Lei e la sua macchia, Lei e quell’amore che non la lasciava andare.
L’aveva legata a sé nella bellezza dei suoi diciotto anni, nell’incoscienza che schiaffeggia la ragione e affonda, bramosa, nella passione.
Senza paura, l’aveva amato, con il cuore che le gridava di voler esser sua, con le promesse che non si curano dell’incertezza del cammino, con quel corpo che fioriva nella fusione con l’altro, indissolubile parte di sé.
Lui era il suo presente vivo e il suo futuro da sognare.
Lui l’amava, a Lei bastava questo per non aver paura.
Non ne aveva mai avuta, neppure quando un giorno sentì il suo cuore battere per due.
La notizia della vita, per Lei.
L’intralcio ai suoi programmi, per Lui.
Lei, continuava a non aver paura, continuava a raddoppiare i suoi diciotto anni anche per Lui.
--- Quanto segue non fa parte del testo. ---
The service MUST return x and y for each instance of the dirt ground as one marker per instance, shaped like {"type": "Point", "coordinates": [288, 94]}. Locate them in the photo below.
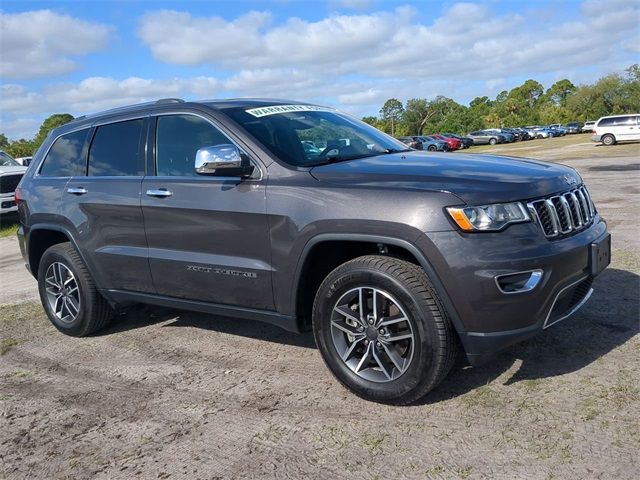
{"type": "Point", "coordinates": [167, 394]}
Lui era con lei, ma già non c’era più, rincorreva i suoi desideri senza fermarsi a cullare quel sogno, che batteva all’unisono con il cuore di Lei.
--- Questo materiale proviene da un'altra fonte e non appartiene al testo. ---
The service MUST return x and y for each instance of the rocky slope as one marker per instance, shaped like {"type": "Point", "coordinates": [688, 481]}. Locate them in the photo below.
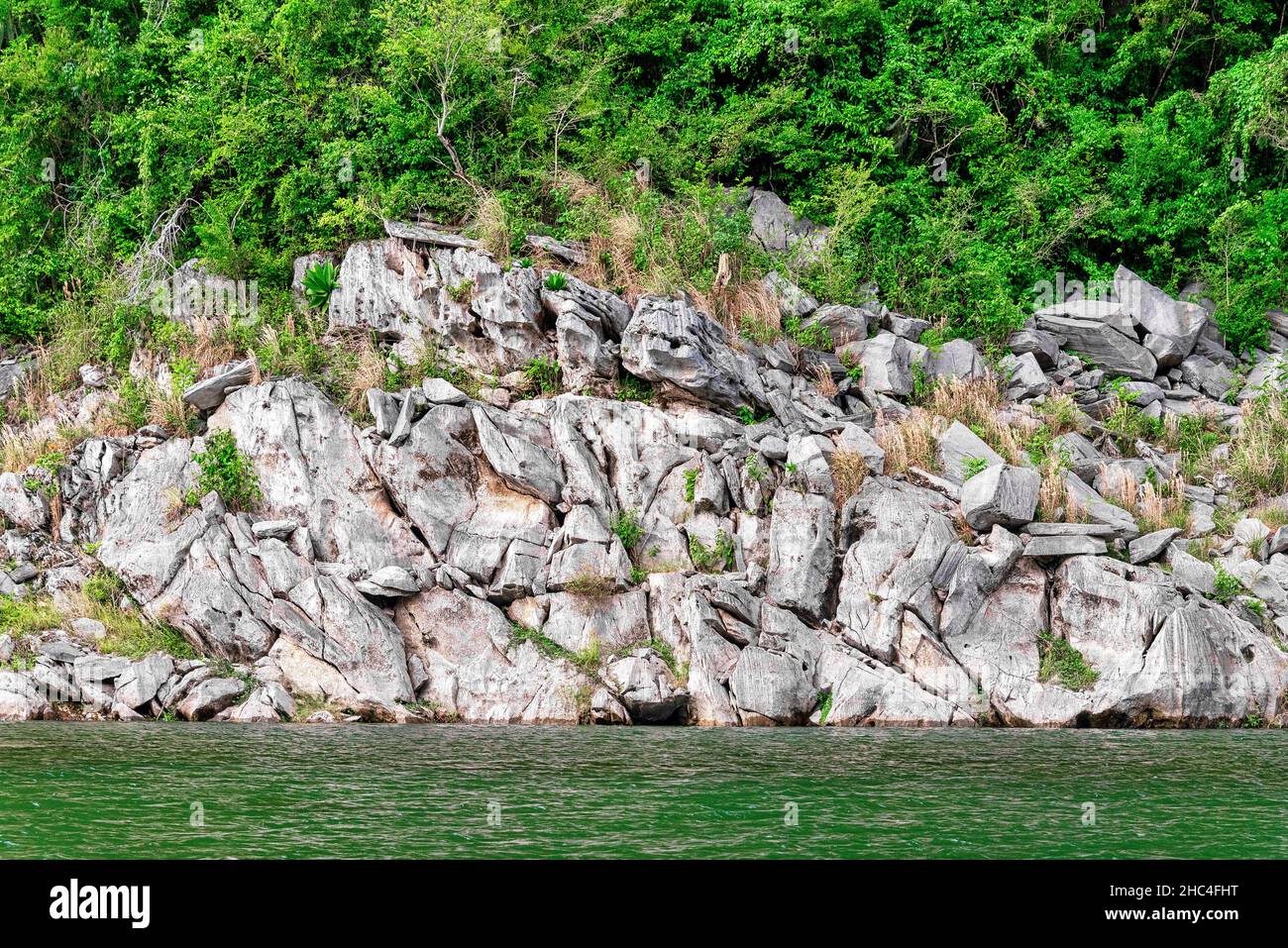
{"type": "Point", "coordinates": [734, 553]}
Il futuro di Lei nel suo ventre.
Il futuro di Lui nelle sue dita votate alla musica. Una passione da inseguire nella totale libertà del cuore e del corpo, la passione della sua vita,  più forte della vita stessa.
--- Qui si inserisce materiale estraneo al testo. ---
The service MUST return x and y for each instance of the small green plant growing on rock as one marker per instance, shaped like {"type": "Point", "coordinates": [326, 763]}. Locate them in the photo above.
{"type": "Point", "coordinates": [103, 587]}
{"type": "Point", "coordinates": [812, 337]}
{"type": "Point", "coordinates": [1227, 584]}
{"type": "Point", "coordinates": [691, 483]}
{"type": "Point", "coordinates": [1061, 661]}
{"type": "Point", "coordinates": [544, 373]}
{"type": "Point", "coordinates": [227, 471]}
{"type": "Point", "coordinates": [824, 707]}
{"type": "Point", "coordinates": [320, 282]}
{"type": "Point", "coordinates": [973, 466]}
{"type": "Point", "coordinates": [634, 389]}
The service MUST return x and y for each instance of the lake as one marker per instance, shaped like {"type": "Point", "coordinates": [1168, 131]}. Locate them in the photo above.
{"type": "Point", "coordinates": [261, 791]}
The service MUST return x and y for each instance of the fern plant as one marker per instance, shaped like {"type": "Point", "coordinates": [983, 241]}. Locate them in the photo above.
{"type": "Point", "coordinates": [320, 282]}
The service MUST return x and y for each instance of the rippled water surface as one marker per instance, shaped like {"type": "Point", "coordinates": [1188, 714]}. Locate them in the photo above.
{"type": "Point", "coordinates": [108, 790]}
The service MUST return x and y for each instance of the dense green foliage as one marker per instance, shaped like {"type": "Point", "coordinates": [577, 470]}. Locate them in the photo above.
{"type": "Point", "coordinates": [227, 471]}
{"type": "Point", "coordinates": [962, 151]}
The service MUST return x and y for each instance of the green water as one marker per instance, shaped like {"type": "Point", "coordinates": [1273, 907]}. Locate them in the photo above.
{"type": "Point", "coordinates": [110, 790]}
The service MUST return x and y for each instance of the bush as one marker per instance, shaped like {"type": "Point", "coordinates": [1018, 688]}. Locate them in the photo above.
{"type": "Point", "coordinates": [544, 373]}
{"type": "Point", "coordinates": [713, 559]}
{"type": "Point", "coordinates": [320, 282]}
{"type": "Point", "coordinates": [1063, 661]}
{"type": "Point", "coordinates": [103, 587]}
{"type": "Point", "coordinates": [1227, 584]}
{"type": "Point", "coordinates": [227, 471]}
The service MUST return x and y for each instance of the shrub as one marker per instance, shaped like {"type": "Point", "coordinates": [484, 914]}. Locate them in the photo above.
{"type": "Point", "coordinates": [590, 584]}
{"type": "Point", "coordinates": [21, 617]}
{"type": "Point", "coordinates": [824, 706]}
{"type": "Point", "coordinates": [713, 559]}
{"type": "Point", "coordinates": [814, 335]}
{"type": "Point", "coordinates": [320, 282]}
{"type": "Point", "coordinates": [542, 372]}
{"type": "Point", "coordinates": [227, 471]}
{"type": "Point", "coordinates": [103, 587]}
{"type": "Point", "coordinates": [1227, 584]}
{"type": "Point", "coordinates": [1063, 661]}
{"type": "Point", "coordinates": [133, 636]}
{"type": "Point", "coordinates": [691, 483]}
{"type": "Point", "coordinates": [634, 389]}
Un futuro che non li avrebbe visti insieme.
È giovedì, in una vita che non si è più abbandonata all’amore, nel tremore di due mani che non riescono a riposare.
Un biglietto, poche parole e un appuntamento a cui decidere se voler appartenere:

Ho solo la speranza che tu voglia ascoltarmi.
Null’altro che questo e la consapevolezza tu possa negarmelo.
Capirei, soffrirei, ma capirei.
Giovedì sarò da te, spero tu mi permetta di vederti, per me sarebbe importante.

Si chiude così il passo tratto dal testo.